The expenses includes the cost the company/business incurs to produce and deliver the goods and services so produced to the consumers. Here, we only consider direct expenses i.e. the expenses that directly contribute to the sale. The expenses section includes:-
• Cost of Goods Sold (in case of trading/manufacturing business)
• Cost of Service (in case of service business)
• Other expenses which further includes
 Office salaries
 Legal charges
 Depreciation and Amortization expenses
 Audit fees
 Repair & Renewals
 Advertisement expenses
 Bad debts
 Sales commission, etc.
After deducting expenses from revenue we receive Gross Profit or Gross Loss. Gross profit represents the cost incurred for sale of goods.
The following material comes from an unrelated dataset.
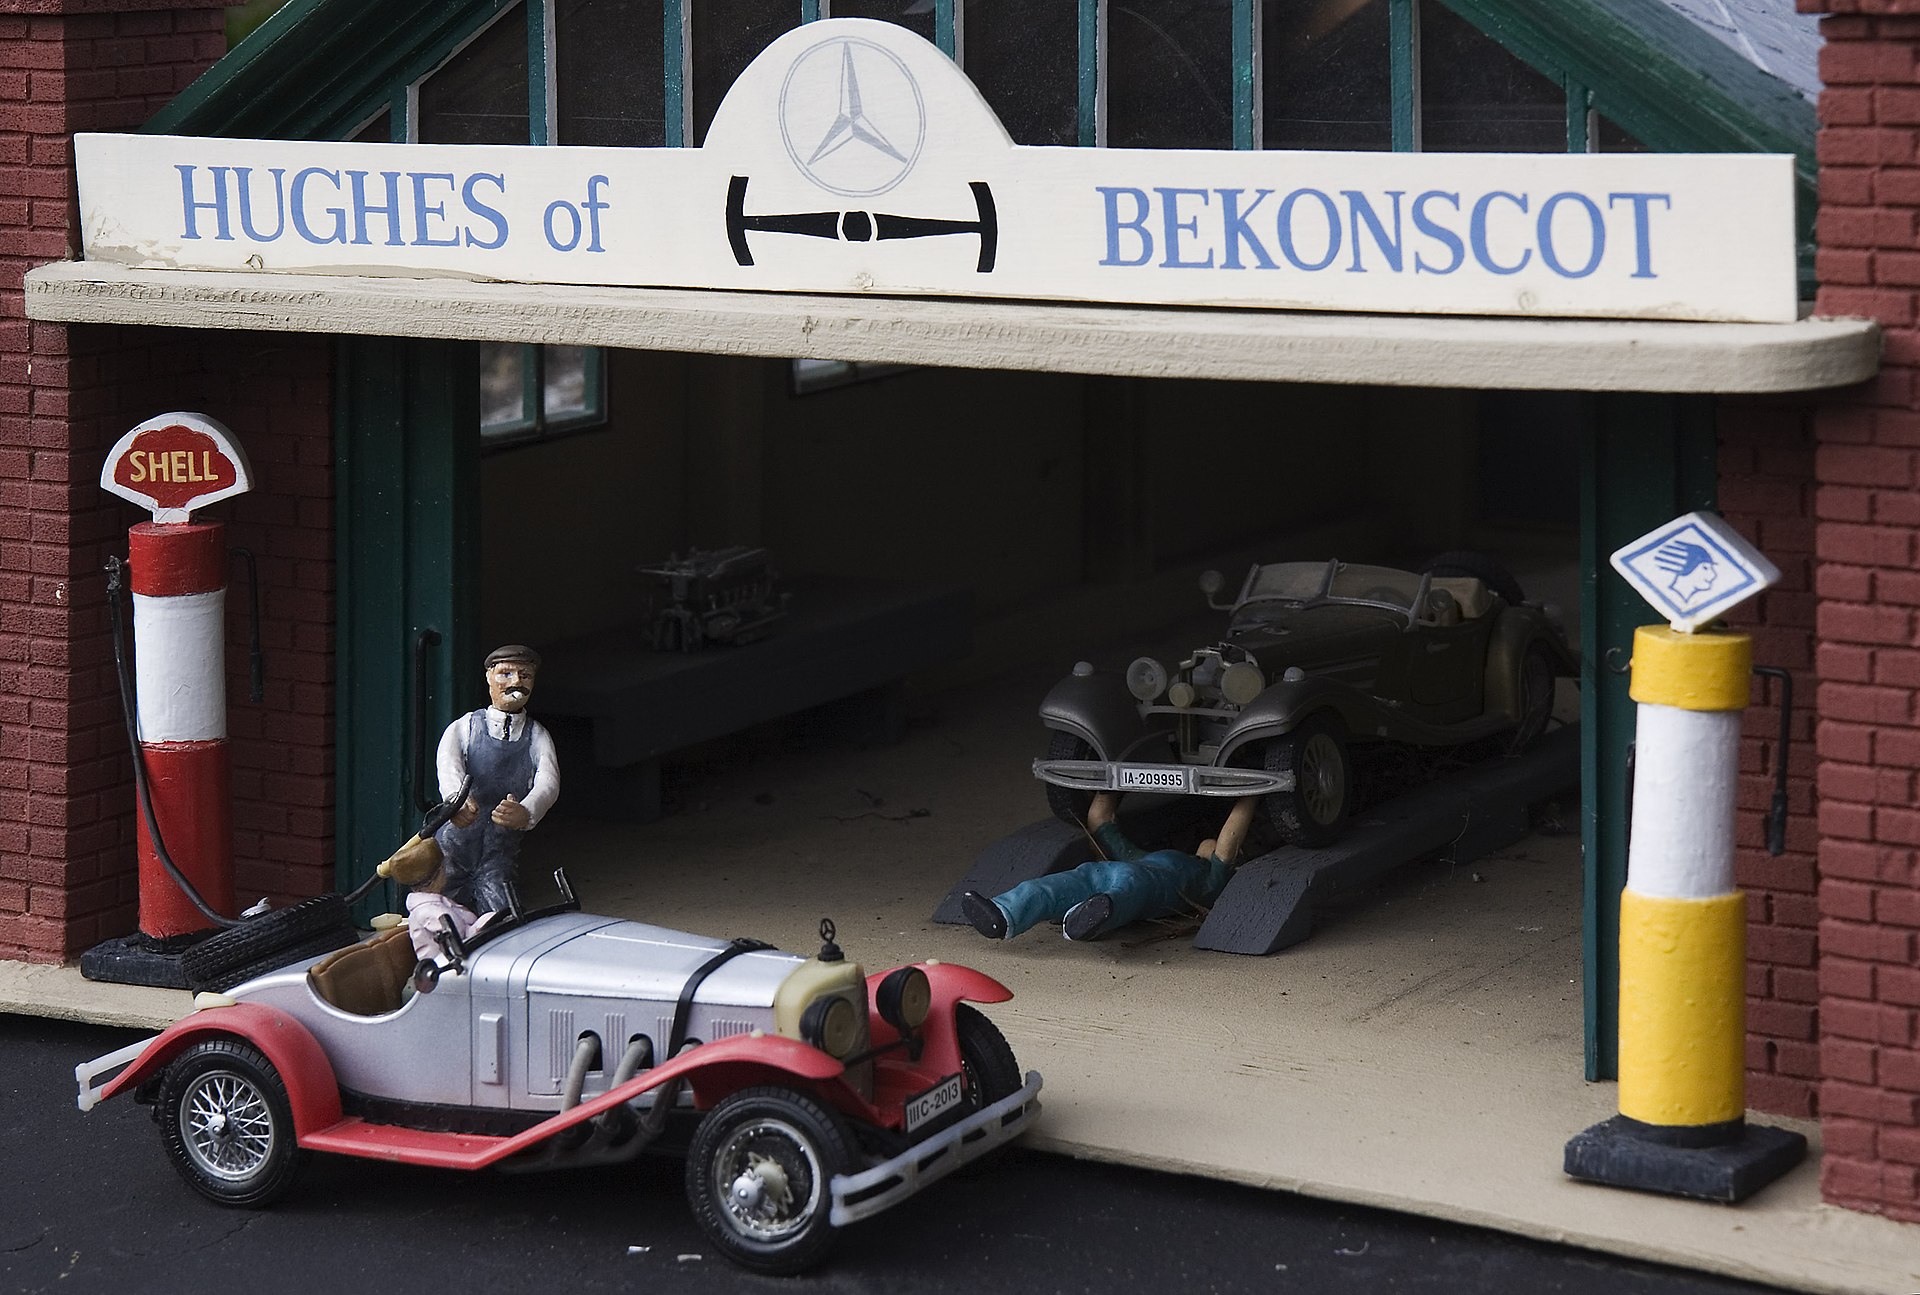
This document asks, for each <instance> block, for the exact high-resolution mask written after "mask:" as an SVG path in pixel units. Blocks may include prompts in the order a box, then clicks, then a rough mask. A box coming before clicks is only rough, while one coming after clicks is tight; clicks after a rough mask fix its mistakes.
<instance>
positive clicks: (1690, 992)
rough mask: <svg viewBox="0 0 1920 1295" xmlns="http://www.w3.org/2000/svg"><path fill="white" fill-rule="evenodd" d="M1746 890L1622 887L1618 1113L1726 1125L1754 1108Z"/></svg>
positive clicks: (1653, 1118)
Gross Profit = Revenue – Expenses

If the Gross profit is obtained in positive value then it shows the cost incurred for the sale of goods is less than the cost of producing and delivering them to consumers and that a considerable amount is left to meet the other expenses of business. But if the Gross profit is in negative value i.e. it is a case of Gross Loss it highlights that the cost incurred is more than the revenue generated and it will be hard for the business to meet it other expenses. When we deduct tax liability from the gross profit we get Net Profit which is the ‘bottom line’ of the Profit and Loss Statement.
Net profit = Gross profit – Tax
Net profit is the actual profit made by the business and is distributed among the shareholders as dividend and the amount so left after is kept in business as retained earnings for future needs and too meet any unforeseen liability.

Having known about the meaning of different sections of a Profit and Loss Statement now we deal with the question as to why be it essential to know how to interpret a P/L Statement. It is like a financial report that tells the management, investors and creditors how the business is performing in terms of revenue and how the amount so earned is being utilized. Having read a P/L Statement the management gets to know as to how much of the goods/services are sold, gets an insight about what should be the future sales policies, how expenses should be reduced and organising the tax liability. P/L Statement helps the shareholders/investors in making decision about whether investment should be made or not. The P/L Statement indicates the credit worthiness of a business and provides confidence to the creditors that the sum borrowed will be repaid. The Government too goes through the Statements of different business houses before formulating appropriate financial policies for diverse industries. These also reasons point out that having the proper knowledge about the various sections of P/L Statement is very crucial. Even if a slight mistake is committed while reading financial statements the management can incur huge loss and the investors might lose an opportunity to earn profit.

These days we have different online platforms and websites which help investors in getting the knowledge about  Financial Statement analysis. A rational investors always studies the past Statements of the company before investing in it. The company also tries its best to present an unbiased and correct picture of its financial state through these Statements.